I have a working call to a MS SQL Server using pyodbc + pandas. I was looking to speed it up with dask-sql, but I don’t manage to find an equivalent that works. My organization requires us to use Microsoft Entra MFA for identification, which might be an issue.

This is the pyodbc + pandas call:

import pyodbc
import pandas as pd

server = "tcp:sql-our-database-swec.database.windows.net"
database = "sqldb-OurDatabase-prod"
driver = "{ODBC Driver 18 for SQL Server}" 
un = "{my@email.com}"
authentication = "ActiveDirectoryInteractive"

s = f"Driver={driver};Server={server};Port=1433;Database={database};Uid={un};Encrypt=yes;TrustServerCertificate=no;Connection Timeout=30;Authentication={authentication}"
cnxn = pyodbc.connect(s)        
cursor = cnxn.cursor()
query = f"select table_name from [{database}].INFORMATION_SCHEMA.TABLES where TABLE_TYPE = 'BASE TABLE'"
table_df = pd.read_sql(query, cnxn)

This is my dask-sql call:

import dask.dataframe as ddf

server = "tcp:sql-our-database-swec.database.windows.net"
database = "sqldb-OurDatabase-prod"
driver_plus = "ODBC+Driver+18+for+SQL+Server"
un = "{my@email.com}"
authentication = "ActiveDirectoryInteractive"

ssa = f"mssql+pyodbc://{server}/{database}?driver={driver_plus}&Authentication={authentication}?Trusted_Connection=yes"
query = f"select table_name from [{database}].INFORMATION_SCHEMA.TABLES where TABLE_TYPE = 'BASE TABLE'"
df = ddf.read_sql_query(sql=query, con=ssa, if_exists='replace', index_col="name")

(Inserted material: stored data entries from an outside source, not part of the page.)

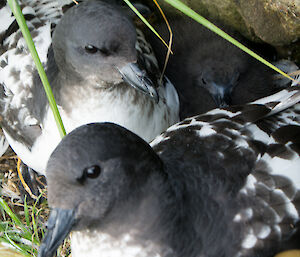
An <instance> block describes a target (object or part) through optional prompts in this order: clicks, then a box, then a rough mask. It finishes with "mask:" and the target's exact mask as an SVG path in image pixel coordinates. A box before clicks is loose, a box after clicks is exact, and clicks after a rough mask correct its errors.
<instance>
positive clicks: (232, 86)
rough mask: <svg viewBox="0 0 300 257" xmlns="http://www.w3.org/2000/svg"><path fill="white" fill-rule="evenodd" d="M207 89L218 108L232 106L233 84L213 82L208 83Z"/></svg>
mask: <svg viewBox="0 0 300 257" xmlns="http://www.w3.org/2000/svg"><path fill="white" fill-rule="evenodd" d="M206 89H207V90H208V91H209V93H210V95H211V96H212V98H213V100H214V102H215V104H216V105H217V107H218V108H223V107H227V106H229V105H231V93H232V89H233V86H232V85H231V84H228V85H225V84H216V83H214V82H211V83H208V85H207V87H206Z"/></svg>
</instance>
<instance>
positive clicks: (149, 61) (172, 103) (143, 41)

I get the following error but I have the feeling that I need to change more in order to make it work:

df = ddf.read_sql_query(sql=query, con=ssa, if_exists=‘replace’, index_col=“name”)

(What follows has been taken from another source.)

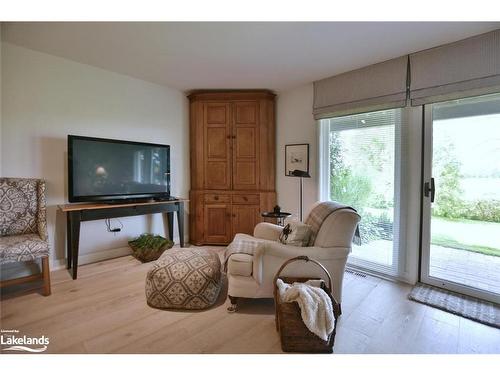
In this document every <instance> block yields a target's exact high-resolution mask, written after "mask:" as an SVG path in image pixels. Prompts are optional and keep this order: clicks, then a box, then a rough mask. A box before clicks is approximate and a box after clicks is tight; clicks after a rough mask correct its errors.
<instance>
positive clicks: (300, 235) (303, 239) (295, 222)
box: [279, 221, 311, 247]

File C:\Program Files\Miniconda3\envs\rot_env\lib\site-packages\dask\dataframe\io\sql.py:109 in read_sql_query
engine = sa.create_engine(con, **engine_kwargs)

File :2 in create_engine

File C:\Program Files\Miniconda3\envs\rot_env\lib\site-packages\sqlalchemy\util\deprecations.py:281 in warned
return fn(*args, **kwargs) # type: ignore[no-any-return]

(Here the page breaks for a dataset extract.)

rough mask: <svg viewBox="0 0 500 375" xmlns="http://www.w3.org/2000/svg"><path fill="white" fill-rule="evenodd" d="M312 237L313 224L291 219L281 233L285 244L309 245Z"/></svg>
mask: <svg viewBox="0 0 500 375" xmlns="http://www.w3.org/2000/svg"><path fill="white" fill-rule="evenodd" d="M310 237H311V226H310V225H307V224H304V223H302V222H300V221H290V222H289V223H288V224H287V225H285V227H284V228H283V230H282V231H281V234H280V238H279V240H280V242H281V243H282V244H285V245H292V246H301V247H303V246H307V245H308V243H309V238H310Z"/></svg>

File C:\Program Files\Miniconda3\envs\rot_env\lib\site-packages\sqlalchemy\engine\create.py:546 in create_engine
u = _url.make_url(url)

File C:\Program Files\Miniconda3\envs\rot_env\lib\site-packages\sqlalchemy\engine\url.py:842 in make_url
return _parse_url(name_or_url)

File C:\Program Files\Miniconda3\envs\rot_env\lib\site-packages\sqlalchemy\engine\url.py:903 in _parse_url
components[“port”] = int(components[“port”])

ValueError: invalid literal for int() with base 10: ‘sql-sf-forestcore-swec.database.windows.net

Looks like SQLAlchemy does not like the tcp:.

What happens if you remove it?

I’m not sure if there is an easy way to convert pyodbc settings to sql alchemy URI.